Boldwood’s second proposal of marriage takes shape within a different landscape than the first, now that Bathsheba is in mourning and yet not a legal widow. Bathsheba tries to balance her ethical requirements as widow with her pity for Boldwood.
Boldwood asks if Bathsheba likes or respects him. She says it’s difficult to define her feelings in a language made for men’s. She does regret her behavior towards him: he asks if she might repair the wrong by marrying him. She cannot say; certainly not now, but perhaps, she says, as he prods her, at a future time—say six years. She cries that that seems long, though he says it will be short. Boldwood tells her he is willing to protect her for the rest of their lives, and there would be no fault in making such a bargain with him: that if she marries again it will be him.

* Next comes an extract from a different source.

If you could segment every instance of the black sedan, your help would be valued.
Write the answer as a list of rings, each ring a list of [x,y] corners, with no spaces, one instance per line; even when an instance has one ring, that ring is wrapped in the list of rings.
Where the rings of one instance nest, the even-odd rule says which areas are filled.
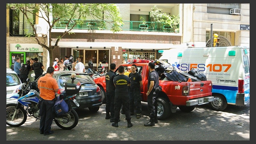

While Boldwood keeps insisting on measuring Bathsheba’s feelings for him, Bathsheba objects to the question entirely, as well as to the social landscape in which men both rule and demand that women find a way to fit into their own constructions of society. But Boldwood is deaf to such protests: he feels that while love might be too much to ask, a mere contract might work.
Almost afraid, she says she’ll never marry another while Boldwood wishes her to be his wife. But she hesitates to promise to marry him in six years. She finally is persuaded to think about it until Christmas, and give her answer then. Bathsheba feels coerced by a force stronger than her own will.
Bathsheba can’t imagine ever marrying someone else, so this first promise seems more possible for her to make; Boldwood, meanwhile, has traded his brief calm for his former intensity.
One day Bathsheba is working with Gabriel and mentions Boldwood: Gabriel says he’ll never forget her. Suddenly Bathsheba shares with Gabriel her anxiety about her promise. She admits she worried Boldwood would go insane if she didn’t promise to consider it: she holds his future in her hand. Gabriel tells her that his manner has always been dark and strange, but that it couldn’t hurt to make the conditional promise.
Now Bathsheba feels that she’s not only caused Boldwood pain as a result of her one careless action—he’s actually, as a result of his love for her, going mad. Gabriel tries to convince Bathsheba that she doesn’t need to take on this as well as her own responsibility, even if he recognizes that she may be right.
Bathsheba says the scheme is absurd, and asks if it wouldn’t be immoral. What stops it from being immoral, Gabriel says, is that she doesn’t care for him: a mere contract isn’t wrong. There is, though, he says, a sin in thinking of marrying someone one doesn’t love. Bathsheba says she’s willing to pay that penalty for her idle jest. She wishes she could pay him damages in money for what she did. This, though, is penance if only because she hates the idea of marriage so much now, as well as the class of women that she’d seem to belong to if she married Boldwood.
With Troy’s apparent, though not fully proven, death, Bathsheba is once again unmoored from her sense of what is right and wrong: she wants to do her duty but now reaches out for the opinion of another to help her figure out what her duty even is. Bathsheba momentarily imagines a kind of financial penance, which for her would be eminently preferable to a moral one.
Gabriel says it depends whether Bathsheba really thinks, like everyone else, that Troy is dead: she says she’s long ceased to doubt it. He suggests she speak to Mr. Thirdly, but she says she wants a broad-minded opinion: she prefers the parson’s opinion on law and the lawyer’s on doctoring, for instance. In love, though, she sticks to her own opinion: Gabriel, with a sad smile, says there’s a mistake in that logic. She pauses, then bids him good evening. She has a slight pang that he never once wished her free so that he could marry her himself. She wouldn’t have listened to it, but his lack even of playful jest hurts her.
Gabriel is more pragmatic than Bathsheba, although he considers her dilemma with all the thoughtfulness that she asks from him. At the same time, while Bathsheba begins to speak to him in a way that could be construed as teasing, Gabriel remains serious and unmoved. Once again, even while Bathsheba doesn’t love (or doesn’t believe she loves) Gabriel, she’s hurt by the way he seems to have lost all his feelings for her.